Il servizio militare è obbligatorio in Israele per le giovani donne quando raggiungono l’età di 18 anni, che sono arruolate per un periodo di due anni mentre gli uomini devono completare almeno 32 mesi di servizio militare. Fanno eccezione i membri della comunità ultra-ortodossa insieme ai cosiddetti “arabi israeliani”. Alcuni affermano di soffrire di problemi di salute mentale per cercare esenzioni ed evitare di arruolarsi nell’esercito di occupazione, secondo il “Times of Israel”.

Tuttavia, Hallel Rabin ha scelto di parlare del suo rifiuto di prestare servizio militare a differenza di chi invoca problemi di “insanità mentale”, rifiutando “la via più facile (farsi esentare)” e dicendo: “Posso dire che sono pazza e mentire, ma non sono pazza. La situazione, è pazzesca”. L’obiettrice di coscienza prosegue spiegando: “Il fatto che stiamo occupando i territori palestinesi, imponendo un assedio a Gaza e praticando una impressionante discriminazione ha rafforzato la mia decisione di non farne parte. Perché i militari sono soggetti a una politica che reprime, discrimina, conquista e opprime un popolo”.

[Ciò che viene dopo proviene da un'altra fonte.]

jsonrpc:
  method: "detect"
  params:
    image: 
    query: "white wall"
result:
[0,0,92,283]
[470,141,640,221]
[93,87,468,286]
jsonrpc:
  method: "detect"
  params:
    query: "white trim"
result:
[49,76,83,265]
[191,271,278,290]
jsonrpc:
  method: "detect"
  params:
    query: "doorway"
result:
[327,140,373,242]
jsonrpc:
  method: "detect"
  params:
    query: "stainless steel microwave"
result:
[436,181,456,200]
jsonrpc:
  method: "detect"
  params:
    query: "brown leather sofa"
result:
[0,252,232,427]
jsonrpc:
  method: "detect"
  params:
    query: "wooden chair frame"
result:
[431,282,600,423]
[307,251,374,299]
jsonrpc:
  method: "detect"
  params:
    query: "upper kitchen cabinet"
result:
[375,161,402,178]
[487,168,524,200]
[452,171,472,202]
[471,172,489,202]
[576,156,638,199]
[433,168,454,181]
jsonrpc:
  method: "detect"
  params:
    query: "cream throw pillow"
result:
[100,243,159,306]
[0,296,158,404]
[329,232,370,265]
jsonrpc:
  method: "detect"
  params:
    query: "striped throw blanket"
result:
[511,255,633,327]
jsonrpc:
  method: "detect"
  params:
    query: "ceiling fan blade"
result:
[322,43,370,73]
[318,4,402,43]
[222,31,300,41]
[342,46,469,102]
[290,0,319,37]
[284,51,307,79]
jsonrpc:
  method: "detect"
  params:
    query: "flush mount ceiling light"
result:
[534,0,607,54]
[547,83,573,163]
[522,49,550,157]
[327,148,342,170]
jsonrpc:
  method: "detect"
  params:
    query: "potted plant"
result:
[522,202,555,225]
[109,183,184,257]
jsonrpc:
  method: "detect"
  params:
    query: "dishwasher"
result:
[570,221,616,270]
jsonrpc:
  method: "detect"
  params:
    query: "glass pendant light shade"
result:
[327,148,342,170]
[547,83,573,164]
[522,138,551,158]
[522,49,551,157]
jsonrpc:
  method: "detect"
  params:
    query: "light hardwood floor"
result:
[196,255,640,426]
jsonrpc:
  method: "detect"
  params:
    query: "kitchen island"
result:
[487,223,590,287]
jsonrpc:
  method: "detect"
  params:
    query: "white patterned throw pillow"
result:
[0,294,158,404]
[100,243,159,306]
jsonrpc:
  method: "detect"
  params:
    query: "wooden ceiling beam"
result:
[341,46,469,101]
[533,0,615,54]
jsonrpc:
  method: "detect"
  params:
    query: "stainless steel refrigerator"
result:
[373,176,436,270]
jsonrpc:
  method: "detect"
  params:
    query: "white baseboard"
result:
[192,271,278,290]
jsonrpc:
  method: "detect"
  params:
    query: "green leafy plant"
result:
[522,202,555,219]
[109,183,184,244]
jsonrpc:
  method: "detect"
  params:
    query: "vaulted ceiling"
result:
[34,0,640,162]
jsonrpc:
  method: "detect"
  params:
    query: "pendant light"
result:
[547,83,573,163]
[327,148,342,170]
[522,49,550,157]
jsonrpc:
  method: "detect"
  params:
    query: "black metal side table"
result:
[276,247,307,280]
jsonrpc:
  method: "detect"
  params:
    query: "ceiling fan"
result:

Ci sono anche numerose dichiarazioni, alcune delle quali circolano di recente, di ex ufficiali dell’esercito di occupazione che ammettono vengano commessi crimini di guerra contro i palestinesi. Le dichiarazioni descrivono in dettaglio il loro ritiro dal servizio dopo aver scoperto “l’inganno” a cui sono stati esposti attraverso le false affermazioni che erano in servizio militare al fine di garantire la sicurezza e non “terrorizzare” i palestinesi.

Un ex pilota dell’aeronautica israeliana, Yonatan Shapira, ha descritto sia il governo che l’esercito israeliano come “organizzazioni terroristiche” gestite da “criminali di guerra”. Commentando la dichiarazione di un pilota di guerra israeliano al Canale 12 di Israele secondo cui il bombardamento delle torri residenziali a Gaza era un modo per “sfogare le frustrazioni dell’esercito israeliano” causate dalla resilienza della resistenza palestinese oltre alle pesanti perdite inflitte a Israele, Shapira  ha detto ad Al Jazeera: “Faccio appello alla Corte Penale Internazionale perché siano processati per i crimini di guerra che hanno commesso a Gaza”.

Ha continuato, “Io personalmente ero un pilota israeliano nel 2003, 18 anni fa, anche se non ho bombardato alcun obiettivo civile. Mi sono rifiutato di far parte di questa organizzazione terroristica. L’esercito israeliano è un’organizzazione terroristica che uccide i civili e io non volevo macchiarmi dell’oppressione di milioni di palestinesi”.